Maurizio Sarri (foto Afp)

"La Dinamo Kiev è una squadra molto avanti fisicamente, hanno organizzazione offensiva, dominano nel loro campionato e giocano con i centrali difensivi a centrocampo. Il girone è molto equilibrato, hanno tutte e quattro le partecipanti la possibilità di passare. Sarà una gara difficile ma mi piacerebbe vedere il Napoli andare in campo e imporre la propria filosofia di gioco". E' pronto all'esordio nella fase a gironi di Champions League il tecnico del Napoli Maurizio Sarri che domani sera vedrà la sua squadra impegnata in una difficile trasferta in Ucraina.

"Vorrei vedere una forte personalità, la stessa che mostriamo in campionato anche in Europa -prosegue il tecnico dei campani nella conferenza stampa della vigilia a Kiev-. La squadra deve sempre andare in campo con l'obiettivo di divertirsi perché se ci riesce probabilmente riesce anche a fare risultato. L'obiettivo è giocare con determinazione e voglia".

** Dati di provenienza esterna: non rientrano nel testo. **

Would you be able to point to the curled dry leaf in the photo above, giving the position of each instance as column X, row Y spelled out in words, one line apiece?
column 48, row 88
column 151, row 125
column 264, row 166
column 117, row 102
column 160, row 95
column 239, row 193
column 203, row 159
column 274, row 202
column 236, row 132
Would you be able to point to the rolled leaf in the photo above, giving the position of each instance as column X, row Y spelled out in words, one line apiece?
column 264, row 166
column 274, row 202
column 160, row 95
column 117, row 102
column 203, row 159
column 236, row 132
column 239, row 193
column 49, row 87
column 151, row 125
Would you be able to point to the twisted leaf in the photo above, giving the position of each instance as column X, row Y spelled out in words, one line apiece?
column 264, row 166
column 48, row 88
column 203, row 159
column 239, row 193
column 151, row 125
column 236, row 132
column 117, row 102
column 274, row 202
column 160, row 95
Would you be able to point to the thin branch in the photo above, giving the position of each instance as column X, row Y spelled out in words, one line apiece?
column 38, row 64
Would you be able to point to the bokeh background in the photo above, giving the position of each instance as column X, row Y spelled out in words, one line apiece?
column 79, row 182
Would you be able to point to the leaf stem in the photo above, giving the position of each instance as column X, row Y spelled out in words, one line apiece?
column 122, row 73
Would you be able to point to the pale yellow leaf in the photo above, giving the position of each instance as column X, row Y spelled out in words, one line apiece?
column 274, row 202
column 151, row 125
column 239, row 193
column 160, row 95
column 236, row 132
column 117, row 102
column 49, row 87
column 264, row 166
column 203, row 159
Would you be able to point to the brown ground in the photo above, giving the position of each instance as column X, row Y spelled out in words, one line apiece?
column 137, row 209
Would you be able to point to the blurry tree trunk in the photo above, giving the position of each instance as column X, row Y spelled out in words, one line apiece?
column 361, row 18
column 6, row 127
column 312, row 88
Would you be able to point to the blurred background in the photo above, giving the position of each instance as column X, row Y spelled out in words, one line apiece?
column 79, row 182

Con gli ucraini già 'rodati' in campionato con 7 partite alle spalle, contro le 3 degli azzurri, Sarri mette in guardia dalle insidie che un gap dal punto di vista fisico può comportare: "E' chiaro che dal punto di vista fisico possano avere qualcosa di più, dovremo essere più forti sul piano del palleggio e fare la partita, non sarà facile perché anche loro sono abituati a fare la gara in maniera totale".

Per quanto riguarda la formazione anti Dinamo Kiev, Sarri spiega: "Callejon è a disposizione. Ballottaggio Milik-Gabbiadini in attacco? Sono qualcosa che si presenta tutte le settimane. Gabbiadini sta bene, in questo momento lo vedo sereno e più sorridente del solito, mi sembra che nonostante abbia attraversato un agosto difficile ne sia uscito con grande serenità, mi farebbe piacere proseguisse così". E sull'attaccante polacco aggiunge: "Milik ha fatto un ottima partita col Palermo, non molto sottolineata perché non ha segnato". Infine sulle sue sensazioni in vista del match di domani: "Sono proiettato sulla partita, curioso, determinato e un po' teso, come sono in tutte le gare importanti".

E sul suo esordio in Champions conclude: "Personalmente non mi sono mai posto obiettivi, ma solo di divertirmi e ci sono riuscito per 25 anni. Mi fa piacere giocare una gara di Champions, ma è chiaro che non mi accontento, quando vinco mi diverto un po’ di più".